Often in life we can break down our decisions to fall within 2 distinct categories: Logical and emotional. When we employ logic, we engage in critical thinking, exercise patience, objectively weigh evidence, and tamp down our feelings that might get in the way of sound decision making. Conversely, when we are emotional, we ignore logic and instead “go with our gut,” or just think and behave by feel. Both logic and emotion have their place within the human experience, but when improving mental toughness the key is to stay in balance and not make logical/emotional decisions disproportionate to what makes sense. For example, using logic all the time may steal from those exciting, spontaneous moments in life, while working regularly from an emotional mindset can lead to regrettable, not-well-thought decisions that actually create and/or compound problems.
The human continuum of logic and emotion
Logic and emotion are on opposite sides of the continuum, meaning that we cannot experience both at the same exact time, and that we tip in the direction of one over the other at any given point in the day. For example, you might begin your day with an emotional decision by purchasing the latest fancy coffee drink at Starbucks — even though you do not welcome the extra calories. Later in the day you might use your logical brain to work through upcoming weekend plans that include various scheduling and logistical challenges. Generally speaking, there is a time and place for both logic and emotion to be employed, and when we get it right good things usually follow. The problem, however, is when we employ the wrong mindset for the situation.

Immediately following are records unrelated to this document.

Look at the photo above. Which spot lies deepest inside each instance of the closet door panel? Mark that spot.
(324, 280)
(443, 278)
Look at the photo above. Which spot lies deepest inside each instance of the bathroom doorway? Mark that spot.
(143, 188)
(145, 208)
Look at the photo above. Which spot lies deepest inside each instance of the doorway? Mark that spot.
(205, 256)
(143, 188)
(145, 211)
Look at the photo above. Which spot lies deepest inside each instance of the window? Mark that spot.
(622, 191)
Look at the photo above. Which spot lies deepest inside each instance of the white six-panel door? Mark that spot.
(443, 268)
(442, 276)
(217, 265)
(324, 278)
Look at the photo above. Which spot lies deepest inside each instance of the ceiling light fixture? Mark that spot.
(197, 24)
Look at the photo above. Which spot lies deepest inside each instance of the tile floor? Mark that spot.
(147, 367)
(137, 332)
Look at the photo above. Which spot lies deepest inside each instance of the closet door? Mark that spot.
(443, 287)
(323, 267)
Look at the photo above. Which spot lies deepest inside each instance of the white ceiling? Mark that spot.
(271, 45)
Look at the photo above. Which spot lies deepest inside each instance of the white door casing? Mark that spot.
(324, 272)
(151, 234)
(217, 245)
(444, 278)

When we examine mental toughness in sports, most of the time the focus is on learning ways to control emotions and keep them in check. In fact, mentally tough athletes tend to stay even keel because they have learned techniques to keep emotions in check after they make a mistake, get called for a foul, and experience any kind of failure while competing. The “highs” never get too high, and the “lows” never get too low, allowing mentally strong athletes to synchronize their minds and bodies and coordinate muscle-memory movements for success.

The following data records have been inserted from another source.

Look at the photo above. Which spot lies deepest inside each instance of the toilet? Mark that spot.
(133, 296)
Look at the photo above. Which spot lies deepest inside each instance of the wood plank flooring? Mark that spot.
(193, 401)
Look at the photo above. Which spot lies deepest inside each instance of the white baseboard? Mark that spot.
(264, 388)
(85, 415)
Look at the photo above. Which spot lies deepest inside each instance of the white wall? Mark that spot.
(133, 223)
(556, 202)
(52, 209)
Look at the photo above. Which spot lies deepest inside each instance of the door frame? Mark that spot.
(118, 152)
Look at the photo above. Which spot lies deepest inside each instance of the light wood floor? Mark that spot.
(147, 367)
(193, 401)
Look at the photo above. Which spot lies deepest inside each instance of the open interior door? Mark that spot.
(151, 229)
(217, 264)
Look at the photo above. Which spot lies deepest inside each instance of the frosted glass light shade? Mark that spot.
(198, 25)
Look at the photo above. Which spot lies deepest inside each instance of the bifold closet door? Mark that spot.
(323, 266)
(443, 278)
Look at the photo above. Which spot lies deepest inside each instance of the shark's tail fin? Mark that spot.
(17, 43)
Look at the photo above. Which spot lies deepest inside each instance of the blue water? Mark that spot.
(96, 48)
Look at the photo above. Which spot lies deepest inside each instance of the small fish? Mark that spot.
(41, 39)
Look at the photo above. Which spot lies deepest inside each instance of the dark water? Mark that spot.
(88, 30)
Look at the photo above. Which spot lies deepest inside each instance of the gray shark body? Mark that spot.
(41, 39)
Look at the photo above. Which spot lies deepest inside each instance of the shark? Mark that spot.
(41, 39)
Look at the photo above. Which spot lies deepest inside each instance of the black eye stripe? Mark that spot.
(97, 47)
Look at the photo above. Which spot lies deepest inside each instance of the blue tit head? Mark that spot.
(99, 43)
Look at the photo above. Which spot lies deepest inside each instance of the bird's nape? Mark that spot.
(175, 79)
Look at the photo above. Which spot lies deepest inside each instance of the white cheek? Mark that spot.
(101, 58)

The negative impact of uncontrolled emotions
Athletes who allow their emotions to regularly interfere with what they are doing on the field almost always fail to live up to their potential for an number of reasons. First, the emotional roller coaster they experience disrupts the natural rhythm athletes need to perform because breathing becomes irregular, muscles tighten, and anxiety takes over. Athletes also lose their focus when emotions emerge, as attention redirects toward something irrelevant (the last bad play), instead of what is relevant (the next play coming up). And finally, emotional outbursts lead to inconsistent play, and that leads to a decrease in self-confidence — resulting in greater anxiety and less on-field success.

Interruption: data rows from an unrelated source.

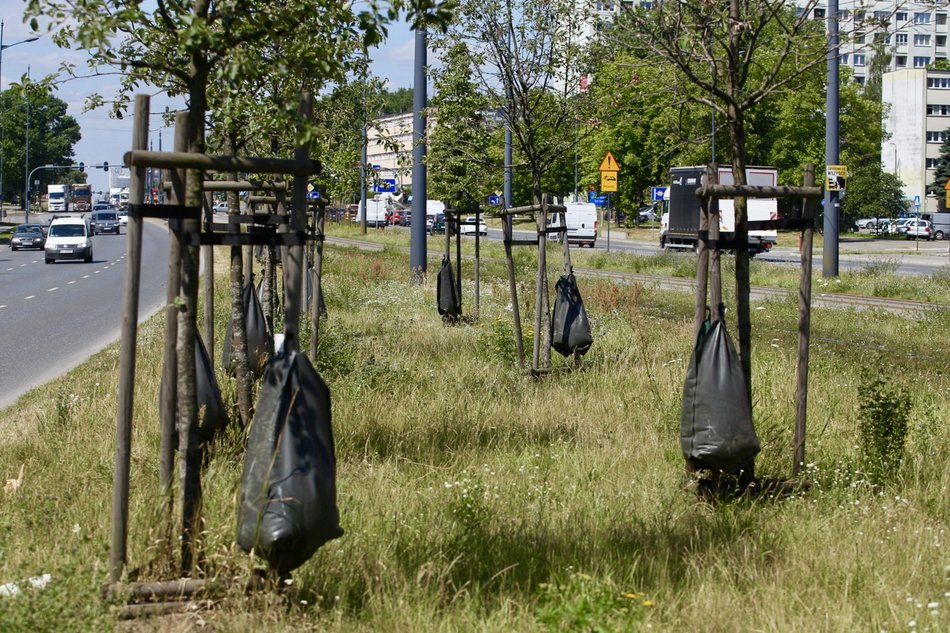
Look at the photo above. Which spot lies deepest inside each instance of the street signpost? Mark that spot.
(609, 168)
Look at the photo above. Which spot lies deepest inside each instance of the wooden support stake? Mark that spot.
(293, 255)
(316, 300)
(804, 329)
(126, 387)
(506, 223)
(207, 271)
(168, 408)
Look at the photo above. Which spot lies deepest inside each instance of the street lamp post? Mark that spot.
(4, 47)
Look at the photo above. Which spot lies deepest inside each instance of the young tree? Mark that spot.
(460, 166)
(729, 56)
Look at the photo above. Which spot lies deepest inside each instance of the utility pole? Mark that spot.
(829, 257)
(417, 241)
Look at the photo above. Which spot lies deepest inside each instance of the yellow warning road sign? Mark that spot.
(609, 164)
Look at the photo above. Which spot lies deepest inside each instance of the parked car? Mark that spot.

When we talk about mental toughness, we are referring to the ability to moderate emotional and logical thinking and apply each at the appropriate time. For example, it makes sense for an athlete to engage in logical thinking when trying to work through a tough game that requires offensive and defensive strategies and techniques. In football, players have to know their role with each new play, including where to go and who to block. Players also have to be disciplined to not jump off-sides, and to keep emotions in check for when a penalty is called against them. While logical thinking is needed to execute plays successfully, emotions are important in sport at the right time. For example, football players should enjoy the emotions associated with lead changes, big plays, and picking up momentum after stopping the opposing team. These emotions experienced can trigger all kinds of great things, including a positive attitude, more confidence, and greater resiliency when things don’t go well. As you can see both logic and emotions are important, the real challenge is learning when to engage in logical and emotional thinking.
Unlike robots, human beings have the capacity to both think and feel, allowing us to use logic when we need to problem-solve, and emotions when feeling the effects of a specific outcome. Athletes who learn how to regulate the times in which they use logic and emotion develop a high degree of mental toughness, and this mindset in turn allows them to play consistently and at their highest levels. Developing mental toughness is a skill that can be learned and improved upon, and is arguably just as important as any sport skill an athlete will ever develop.